In the 22 trials in early RA with intensive treatments trials with 1756/3993 patients achieved remission with intensive treatment compared with 903/3307 patients receiving monotherapy. One trial evaluated two intensive treatment regimens and there were consequently 23 comparisons; 13 evaluated TNF inhibitors, 5 evaluated other biologics and 5 evaluated combination DMARDs. Analysis of the 23 comparisons in these trials showed a significant overall benefit for intensive treatment (RR 1.56; 95% CI 1.38, 1.76). There was marked heterogeneity in these studies; I2 was 74% (Table 2). A funnel plot showed a symmetrical pattern in these trials (result not shown). Four trials enrolled patients with disease durations no more than 6 months and these showed a similar benefit for intensive treatment (RR 1.47; 95%CI 1.03, 2.10) Comparison of the different intensive treatment regimens in early RA patients showed similar impacts of different intensive treatments; these ranged from a random risk ratio of 1.43 with TNF inhibitors to 2.00 with other biologics. TTT strategies also increased remissions with a random risk ratio of 1.51.
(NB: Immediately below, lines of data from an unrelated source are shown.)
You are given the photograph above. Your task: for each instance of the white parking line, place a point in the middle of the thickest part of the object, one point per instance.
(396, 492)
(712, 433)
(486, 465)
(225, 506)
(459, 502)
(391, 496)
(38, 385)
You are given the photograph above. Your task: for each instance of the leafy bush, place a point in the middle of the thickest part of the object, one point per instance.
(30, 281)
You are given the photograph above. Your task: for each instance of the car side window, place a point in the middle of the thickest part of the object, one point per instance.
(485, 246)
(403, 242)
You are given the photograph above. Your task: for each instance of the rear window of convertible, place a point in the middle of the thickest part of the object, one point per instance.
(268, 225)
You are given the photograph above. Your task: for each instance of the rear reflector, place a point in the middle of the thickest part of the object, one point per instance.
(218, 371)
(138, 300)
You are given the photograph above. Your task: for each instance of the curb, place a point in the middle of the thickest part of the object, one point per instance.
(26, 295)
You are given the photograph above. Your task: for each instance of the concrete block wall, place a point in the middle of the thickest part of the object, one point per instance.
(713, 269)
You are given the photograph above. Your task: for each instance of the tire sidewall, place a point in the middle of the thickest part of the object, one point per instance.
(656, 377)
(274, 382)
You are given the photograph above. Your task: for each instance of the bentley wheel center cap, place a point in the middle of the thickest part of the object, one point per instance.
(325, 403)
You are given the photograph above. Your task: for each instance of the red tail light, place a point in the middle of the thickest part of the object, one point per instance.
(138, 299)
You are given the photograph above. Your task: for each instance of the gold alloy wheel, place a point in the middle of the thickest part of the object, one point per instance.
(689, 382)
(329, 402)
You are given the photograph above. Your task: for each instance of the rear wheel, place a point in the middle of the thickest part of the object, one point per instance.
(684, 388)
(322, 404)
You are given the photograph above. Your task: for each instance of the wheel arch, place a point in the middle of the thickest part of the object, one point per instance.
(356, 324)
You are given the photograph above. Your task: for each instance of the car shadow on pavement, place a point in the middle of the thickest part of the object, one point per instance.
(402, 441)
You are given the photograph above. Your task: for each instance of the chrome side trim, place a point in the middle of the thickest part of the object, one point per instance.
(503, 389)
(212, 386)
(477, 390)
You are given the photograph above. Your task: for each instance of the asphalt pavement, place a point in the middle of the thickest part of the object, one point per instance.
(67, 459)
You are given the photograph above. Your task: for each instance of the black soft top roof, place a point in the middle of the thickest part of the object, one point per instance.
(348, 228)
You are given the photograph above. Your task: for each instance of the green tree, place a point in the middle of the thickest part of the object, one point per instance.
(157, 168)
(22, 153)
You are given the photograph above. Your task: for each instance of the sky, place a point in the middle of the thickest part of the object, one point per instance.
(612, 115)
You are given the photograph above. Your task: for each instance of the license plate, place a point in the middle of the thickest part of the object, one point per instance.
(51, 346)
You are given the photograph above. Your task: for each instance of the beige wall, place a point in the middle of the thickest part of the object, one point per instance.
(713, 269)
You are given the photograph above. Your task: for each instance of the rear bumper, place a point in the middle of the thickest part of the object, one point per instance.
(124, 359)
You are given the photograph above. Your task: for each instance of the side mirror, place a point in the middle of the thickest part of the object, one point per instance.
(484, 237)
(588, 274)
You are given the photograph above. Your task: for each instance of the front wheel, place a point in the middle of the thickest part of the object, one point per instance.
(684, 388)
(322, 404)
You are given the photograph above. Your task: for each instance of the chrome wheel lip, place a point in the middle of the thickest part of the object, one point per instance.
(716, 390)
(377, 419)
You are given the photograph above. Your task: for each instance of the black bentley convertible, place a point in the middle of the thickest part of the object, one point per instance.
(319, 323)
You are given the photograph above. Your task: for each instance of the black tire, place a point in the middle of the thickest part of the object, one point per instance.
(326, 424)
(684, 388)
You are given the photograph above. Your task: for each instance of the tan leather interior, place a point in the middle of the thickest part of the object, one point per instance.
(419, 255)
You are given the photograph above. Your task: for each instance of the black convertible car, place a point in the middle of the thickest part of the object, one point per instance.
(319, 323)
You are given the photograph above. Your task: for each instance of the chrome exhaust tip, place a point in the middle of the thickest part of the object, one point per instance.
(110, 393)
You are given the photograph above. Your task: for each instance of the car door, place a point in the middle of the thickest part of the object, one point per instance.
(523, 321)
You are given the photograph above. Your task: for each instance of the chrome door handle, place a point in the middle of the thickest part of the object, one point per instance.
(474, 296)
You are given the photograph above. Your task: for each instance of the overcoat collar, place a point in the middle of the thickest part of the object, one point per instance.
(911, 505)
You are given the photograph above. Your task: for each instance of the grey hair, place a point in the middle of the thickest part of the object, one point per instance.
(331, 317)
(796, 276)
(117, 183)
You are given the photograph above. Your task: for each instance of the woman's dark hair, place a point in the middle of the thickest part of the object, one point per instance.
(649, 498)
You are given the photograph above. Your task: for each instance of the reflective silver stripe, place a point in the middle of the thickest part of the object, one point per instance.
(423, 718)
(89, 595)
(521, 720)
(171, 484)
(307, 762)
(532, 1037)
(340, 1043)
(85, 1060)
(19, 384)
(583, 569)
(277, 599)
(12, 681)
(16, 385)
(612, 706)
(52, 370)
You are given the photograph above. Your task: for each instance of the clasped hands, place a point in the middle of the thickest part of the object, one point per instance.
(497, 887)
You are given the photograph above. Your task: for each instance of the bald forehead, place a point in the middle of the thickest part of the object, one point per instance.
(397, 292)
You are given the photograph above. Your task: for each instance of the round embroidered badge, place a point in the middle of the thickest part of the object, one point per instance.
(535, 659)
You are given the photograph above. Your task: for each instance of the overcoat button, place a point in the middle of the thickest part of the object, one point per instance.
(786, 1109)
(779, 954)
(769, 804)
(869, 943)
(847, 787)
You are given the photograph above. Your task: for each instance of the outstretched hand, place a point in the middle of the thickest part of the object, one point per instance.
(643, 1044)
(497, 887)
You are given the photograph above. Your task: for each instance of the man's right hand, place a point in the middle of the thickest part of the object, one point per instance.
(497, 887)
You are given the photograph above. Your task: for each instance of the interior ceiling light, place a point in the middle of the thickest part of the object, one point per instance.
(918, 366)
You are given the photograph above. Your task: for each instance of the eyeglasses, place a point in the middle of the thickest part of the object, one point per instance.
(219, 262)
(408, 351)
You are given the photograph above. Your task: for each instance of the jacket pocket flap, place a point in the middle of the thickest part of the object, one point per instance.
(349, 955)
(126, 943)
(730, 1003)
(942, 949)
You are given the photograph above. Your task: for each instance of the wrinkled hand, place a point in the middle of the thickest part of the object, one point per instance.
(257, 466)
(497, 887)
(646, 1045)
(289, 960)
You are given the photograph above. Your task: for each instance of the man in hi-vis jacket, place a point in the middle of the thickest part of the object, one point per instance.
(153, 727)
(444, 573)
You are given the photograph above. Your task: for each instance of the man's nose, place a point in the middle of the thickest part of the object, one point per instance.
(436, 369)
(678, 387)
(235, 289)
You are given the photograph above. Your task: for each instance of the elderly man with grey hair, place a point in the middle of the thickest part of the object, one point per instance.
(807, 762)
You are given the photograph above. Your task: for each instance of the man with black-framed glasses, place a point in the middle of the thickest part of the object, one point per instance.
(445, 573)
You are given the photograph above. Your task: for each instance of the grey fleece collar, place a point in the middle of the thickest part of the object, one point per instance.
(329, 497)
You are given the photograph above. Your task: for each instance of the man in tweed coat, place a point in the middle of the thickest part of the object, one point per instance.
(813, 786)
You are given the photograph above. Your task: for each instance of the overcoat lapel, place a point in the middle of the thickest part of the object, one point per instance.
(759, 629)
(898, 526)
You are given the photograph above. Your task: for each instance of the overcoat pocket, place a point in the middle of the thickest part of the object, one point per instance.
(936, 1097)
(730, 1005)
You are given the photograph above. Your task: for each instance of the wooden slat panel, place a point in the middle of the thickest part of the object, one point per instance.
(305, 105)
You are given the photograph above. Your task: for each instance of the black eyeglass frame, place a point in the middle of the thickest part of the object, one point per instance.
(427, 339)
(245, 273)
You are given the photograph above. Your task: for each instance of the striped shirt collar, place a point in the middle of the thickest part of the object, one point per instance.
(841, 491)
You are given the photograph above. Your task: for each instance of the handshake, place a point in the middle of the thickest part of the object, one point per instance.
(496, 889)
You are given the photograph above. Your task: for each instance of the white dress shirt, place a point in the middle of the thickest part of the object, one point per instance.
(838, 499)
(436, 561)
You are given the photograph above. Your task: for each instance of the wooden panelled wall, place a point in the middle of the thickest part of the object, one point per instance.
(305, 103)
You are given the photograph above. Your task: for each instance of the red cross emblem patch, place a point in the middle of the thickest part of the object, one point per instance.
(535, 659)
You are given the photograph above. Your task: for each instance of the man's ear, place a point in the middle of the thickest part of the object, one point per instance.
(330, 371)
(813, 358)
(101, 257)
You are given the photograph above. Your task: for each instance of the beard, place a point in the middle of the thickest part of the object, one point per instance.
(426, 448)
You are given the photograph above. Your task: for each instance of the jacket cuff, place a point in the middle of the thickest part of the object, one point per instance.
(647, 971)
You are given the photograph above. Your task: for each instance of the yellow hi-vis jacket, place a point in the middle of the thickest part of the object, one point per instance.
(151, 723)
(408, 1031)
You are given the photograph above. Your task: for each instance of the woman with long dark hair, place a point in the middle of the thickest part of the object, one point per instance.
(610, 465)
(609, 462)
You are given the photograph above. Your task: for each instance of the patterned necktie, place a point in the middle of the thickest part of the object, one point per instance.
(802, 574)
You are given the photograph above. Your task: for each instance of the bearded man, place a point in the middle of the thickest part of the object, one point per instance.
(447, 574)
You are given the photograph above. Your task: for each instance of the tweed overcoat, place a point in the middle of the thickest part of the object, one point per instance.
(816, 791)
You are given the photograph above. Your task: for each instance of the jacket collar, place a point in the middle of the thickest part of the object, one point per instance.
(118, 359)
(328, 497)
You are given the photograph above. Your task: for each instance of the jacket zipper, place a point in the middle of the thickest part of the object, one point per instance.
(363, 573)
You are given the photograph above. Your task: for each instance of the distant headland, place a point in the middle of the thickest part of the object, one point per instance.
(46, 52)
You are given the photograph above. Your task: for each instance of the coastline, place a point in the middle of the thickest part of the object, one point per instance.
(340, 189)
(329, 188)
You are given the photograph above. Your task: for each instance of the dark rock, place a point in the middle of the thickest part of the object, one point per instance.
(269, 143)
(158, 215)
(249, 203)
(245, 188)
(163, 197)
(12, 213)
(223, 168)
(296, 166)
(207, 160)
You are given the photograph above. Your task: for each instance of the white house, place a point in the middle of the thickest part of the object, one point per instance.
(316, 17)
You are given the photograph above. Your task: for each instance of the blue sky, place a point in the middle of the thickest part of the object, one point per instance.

In the 26 established RA trials 1257/7266 patients achieved remission with intensive treatment compared with 308/5186 patients receiving monotherapy. Three trials evaluated two intensive treatment regimens and consequently there were 29 comparisons: 10 evaluated TNF inhibitors, 10 evaluated other biologics, 3 evaluated combination DMARDs and 6 evaluated JAK inhibitors. Analysis of these 29 comparisons trials showed a significant overall benefit for intensive treatment (RR 4.21; 95% CI 2.92, 6.07). There was marked heterogeneity in these studies; I2 was 86% (Table 2). A funnel plot showed an asymmetrical pattern in these trials (result not shown). Comparison of the different intensive treatment regimens in established RA patients showed some differences in the magnitude of effects; random risk ratios ranged from 2.41 with combination DMARDs to 6.81 with other biologics (tocilizumab, adalimumab and rituximab); however, as the confidence intervals overlapped there was no evidence these differences were significant. Only two trials used TTT strategies and although these increase remissions the 95% confidence intervals showed the finding may not have been significant (random risk ratio 2.39; 95% CI 0.90, 6.32).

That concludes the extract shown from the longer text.